0

I have a set of floating point values that I want to divide into two sets whose size differs at most by one element. Additionally, the difference of value sums between the two sets should be minimal. Optionally, if the number of elements is odd and the sums cannot be equal, the smaller set should have the larger sum.

That would be the optimal solution, but I only really need an exact solution on the subset size constraints. The difference of sums doesn't strictly need to be minimal, but should come close. Also I would prefer if the smaller set (if any) has the larger sum.

I realize this may be related to the partition problem, but it's not quite the same, or as strict.

My current algorithm is the following, though I wonder if there's a way to improve upon that:

arbitrarily divide the set into two sets of the same size (or 1 element size difference)
do
  diffOfSums := sum1 - sum2
  foundBetter := false
  betterDiff := 0.0

  foreach pair of elements from set1 and set2 do
    if |diffOfSums - 2 * betterDiff| > |diffOfSums - 2 * (value1 - value2)| then
      foundBetter := true
      betterDiff := value1 - value2
    endif
  done

  if foundBetter then swap the found elements
while foundBetter

My problem with this approach is that I'm not sure of the actual complexity and whether it can be improved upon. It certainly doesn't fulfill the requirement to leave the smaller subset with a larger sum.

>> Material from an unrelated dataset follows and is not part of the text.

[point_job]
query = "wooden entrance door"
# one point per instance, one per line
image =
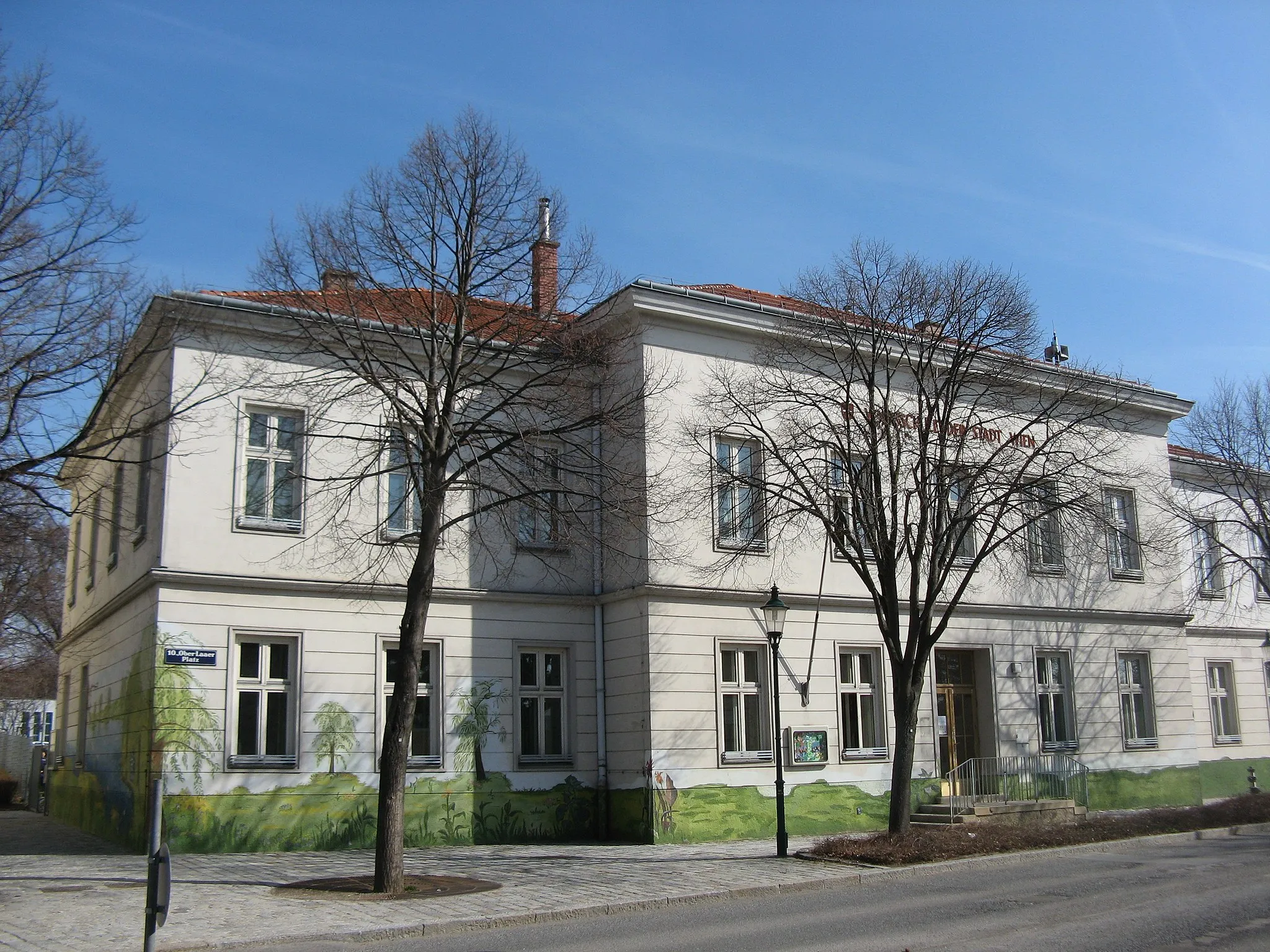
(956, 705)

Is there any existing algorithm that happens to do what I want to achieve? And if not, can you suggest ways for me to either improve my algorithm or figure out that it may already be reasonably good for the problem?

Wormbo
  • 4,978
  • 2
  • 21
  • 41

2 Answers2

3

It easy to prove that the partition problem reduces to this problem in polynomial time.

Imagine you want to solve partition for some array A, but you only know how to solve your problem. You just have to double the array length, filling it with zeros. If you can solve it with your algorithm, then you have solved the partition problem. This proves your problem to be NP-hard.

But you'll see you can't reduce this problem to partition (i.e. it isn't NP-complete), unless you limit the precision of your floats. In that case the same algorithm would solve both.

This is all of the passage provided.